John Cleese, here overlaid with Elon Musk's head, is the protagonist in this sketch. He's the one who's actually being honest about what's going on. Michael Palin, the vendor on the left, is lying about whether or not the bird he sold is dead. That's the joke. That's the point of the sketch. The humor isn't that John Cleese killed the bird, it's that Michael Palin sold him a dead bird.
This meme would make sense if Musk bought an already dead platform, but that's not what happened. Twitter was at its peak when he took the helm. He's actually the one that killed it.

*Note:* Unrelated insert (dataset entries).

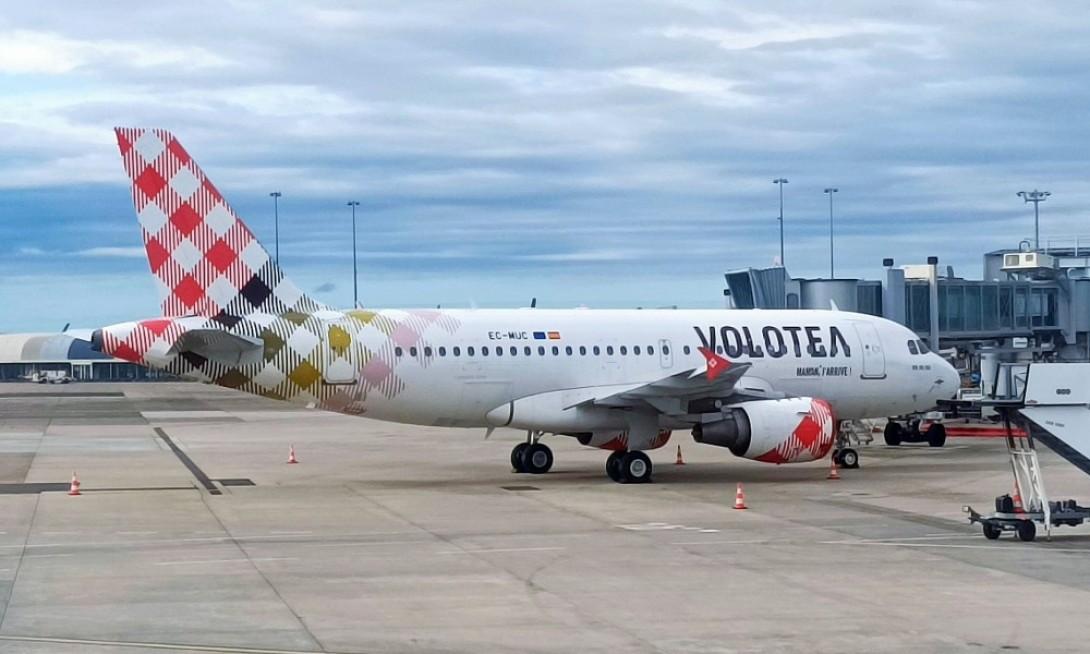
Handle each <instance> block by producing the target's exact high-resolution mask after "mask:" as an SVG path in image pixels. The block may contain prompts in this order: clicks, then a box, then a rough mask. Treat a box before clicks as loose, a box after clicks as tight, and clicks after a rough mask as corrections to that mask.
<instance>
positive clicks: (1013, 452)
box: [965, 363, 1090, 541]
mask: <svg viewBox="0 0 1090 654" xmlns="http://www.w3.org/2000/svg"><path fill="white" fill-rule="evenodd" d="M1003 372H1004V371H1001V372H1000V374H1001V375H1002V374H1003ZM1007 372H1008V373H1009V371H1007ZM1019 376H1020V375H1019ZM1018 381H1020V383H1022V384H1018V385H1014V386H1012V388H1018V387H1021V392H1020V397H1018V395H1016V396H1015V397H1012V398H1007V399H1003V398H1001V399H995V400H983V401H981V403H982V404H986V405H992V407H994V408H995V409H996V411H998V413H1000V414H1001V415H1002V416H1003V421H1004V425H1005V427H1006V440H1007V453H1008V455H1009V457H1010V469H1012V472H1013V474H1014V489H1015V495H1014V496H1013V497H1012V496H1009V495H1004V496H1001V497H997V498H996V499H995V512H993V513H989V514H980V513H978V512H977V511H973V510H972V508H971V507H965V510H966V512H967V513H969V521H970V522H979V523H980V524H981V526H982V528H983V530H984V536H985V537H988V538H990V540H994V538H997V537H1000V534H1002V533H1003V532H1004V531H1012V532H1016V533H1017V534H1018V537H1019V538H1021V540H1022V541H1032V540H1033V538H1034V536H1036V533H1037V529H1036V524H1034V523H1036V522H1041V523H1043V524H1044V526H1045V531H1046V533H1047V534H1049V535H1050V536H1051V532H1052V526H1053V525H1061V524H1068V525H1076V524H1081V523H1082V522H1083V521H1086V520H1087V519H1090V508H1087V507H1080V506H1078V504H1076V502H1075V500H1071V499H1067V500H1062V501H1050V500H1049V496H1047V493H1046V492H1045V488H1044V479H1043V475H1042V472H1041V467H1040V463H1039V461H1038V457H1037V446H1036V444H1037V441H1040V443H1043V444H1044V445H1046V446H1047V447H1049V448H1050V449H1051V450H1053V451H1054V452H1056V453H1057V455H1059V456H1061V457H1063V458H1064V459H1066V460H1067V461H1068V462H1070V463H1071V464H1073V465H1075V467H1076V468H1078V469H1079V470H1081V471H1082V472H1085V473H1087V474H1088V475H1090V363H1032V364H1029V365H1028V366H1027V368H1026V371H1025V376H1024V377H1022V378H1020V379H1018ZM1015 422H1019V423H1021V424H1022V425H1024V427H1025V435H1020V434H1018V433H1017V432H1015V429H1014V428H1013V423H1015Z"/></svg>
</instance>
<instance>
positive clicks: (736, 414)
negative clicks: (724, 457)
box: [692, 398, 837, 463]
mask: <svg viewBox="0 0 1090 654" xmlns="http://www.w3.org/2000/svg"><path fill="white" fill-rule="evenodd" d="M836 429H837V423H836V415H835V414H834V413H833V408H832V407H831V405H829V403H828V402H826V401H825V400H819V399H814V398H788V399H784V400H754V401H751V402H742V403H739V404H728V405H725V407H723V408H722V409H719V411H718V412H716V413H703V414H701V422H700V423H699V424H697V425H695V426H694V427H693V429H692V437H693V439H694V440H695V441H697V443H706V444H709V445H715V446H718V447H725V448H727V449H729V450H730V452H731V453H734V455H735V456H737V457H742V458H743V459H753V460H755V461H764V462H766V463H803V462H806V461H815V460H818V459H821V458H823V457H824V456H825V455H826V453H828V450H829V448H832V447H833V441H834V440H835V439H836Z"/></svg>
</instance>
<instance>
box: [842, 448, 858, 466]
mask: <svg viewBox="0 0 1090 654" xmlns="http://www.w3.org/2000/svg"><path fill="white" fill-rule="evenodd" d="M838 463H839V464H840V467H841V468H845V469H847V470H855V469H856V468H859V452H857V451H856V450H855V449H852V448H850V447H846V448H844V449H843V450H840V460H839V461H838Z"/></svg>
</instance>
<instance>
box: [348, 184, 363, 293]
mask: <svg viewBox="0 0 1090 654" xmlns="http://www.w3.org/2000/svg"><path fill="white" fill-rule="evenodd" d="M348 206H350V207H352V308H360V276H359V275H358V274H356V267H355V207H358V206H360V203H358V202H356V201H354V199H353V201H351V202H349V203H348Z"/></svg>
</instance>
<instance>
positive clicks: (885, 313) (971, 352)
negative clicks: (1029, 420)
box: [724, 243, 1090, 395]
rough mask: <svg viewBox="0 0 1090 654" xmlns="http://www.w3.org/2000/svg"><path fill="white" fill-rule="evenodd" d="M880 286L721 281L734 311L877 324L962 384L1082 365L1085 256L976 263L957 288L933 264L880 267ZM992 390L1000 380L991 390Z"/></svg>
mask: <svg viewBox="0 0 1090 654" xmlns="http://www.w3.org/2000/svg"><path fill="white" fill-rule="evenodd" d="M883 264H884V266H885V276H884V278H883V279H881V280H861V279H792V278H790V277H789V276H788V275H787V272H786V270H785V269H784V268H783V267H775V268H762V269H758V268H747V269H741V270H732V271H729V272H727V274H726V280H727V288H726V290H725V291H724V294H725V295H726V296H727V299H728V305H729V306H732V307H736V308H831V307H832V306H833V305H834V304H835V306H836V307H837V308H839V310H843V311H857V312H860V313H865V314H871V315H876V316H883V317H886V318H889V319H892V320H895V322H897V323H900V324H901V325H905V326H906V327H908V328H909V329H912V330H913V331H916V332H917V334H918V335H919V336H920V337H921V338H922V339H923V340H925V341H928V343H929V344H930V346H931V347H932V348H933V349H935V350H938V351H940V352H943V353H944V354H946V355H948V356H949V358H950V359H952V360H955V361H956V365H957V366H958V368H959V370H961V371H962V372H964V373H965V376H966V378H967V379H971V380H972V383H979V381H980V380H981V379H983V380H984V386H985V388H983V389H982V390H983V391H984V392H985V395H994V389H991V390H992V391H993V392H989V389H988V388H986V385H988V384H989V383H992V380H995V379H997V374H996V371H998V370H1000V368H1001V367H1003V368H1004V370H1012V366H1010V365H1004V364H1025V363H1031V362H1086V361H1090V246H1086V245H1082V246H1080V245H1079V244H1078V243H1076V244H1074V245H1073V246H1069V247H1063V246H1059V247H1057V246H1052V245H1050V247H1047V249H1045V250H1041V251H1030V250H1028V249H1022V250H1001V251H996V252H990V253H988V254H985V255H984V262H983V279H982V280H971V279H962V278H959V277H956V276H955V275H954V271H953V269H950V268H948V267H947V268H943V267H941V266H940V265H938V261H937V259H936V258H934V257H932V258H930V259H929V262H928V263H927V264H923V265H903V266H895V265H894V261H893V259H888V258H887V259H885V261H884V262H883ZM1000 383H1002V379H1001V380H1000Z"/></svg>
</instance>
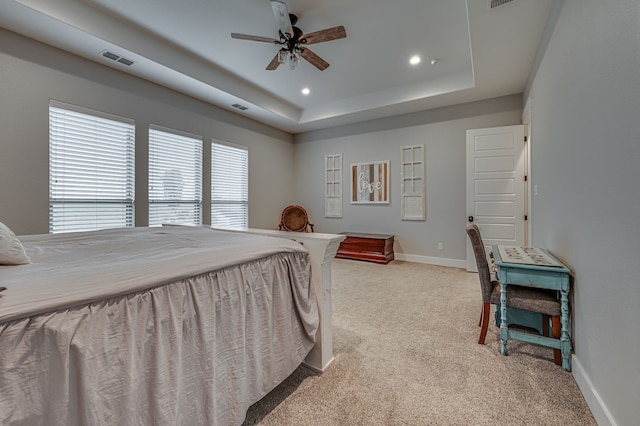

This misses the whole point of the bit.
I see this trend on tiktok videos a lot where they take lines that were actually said and apply it to completely different situations and the meme falls flat if you know the context because the meme relies on ignoring or not knowing said context to even be remotely relevant.
TikTok being stupid as usual. XD
It's like the Pam from The Office "It's the same picture" meme, Pam was tricking Creed into busy work to keep him out of trouble, so the pictures are the same, but everyone puts two different pictures in it which makes Pam look like the idiot.
That’s not the same thing. The joke is that the two different things are actually the same
I guess I get it now, but I don't like. It bothers me since the pictures are different, but I see now how it's the point. I was interpreting it both ways. So, I got it, but at the same time, was annoyed that wasn't the point of the joke in the show.
A better version might be putting Elon’s head on Gob immediately squishing a dove after buying it
Would be much more willing to chuckle at these memes if Twitter was actually dead but it isn't, centralized social media and invasive advertising still exists, influencing still exists, we're still in the spiral of enshitification.
I find no joy in pretending like Twitter or what it upheld is actually gone.
"Twitter was at its peak" what a joke, maybe for its shareholders.
I'm so glad you wrote what I was thinking. Cheers.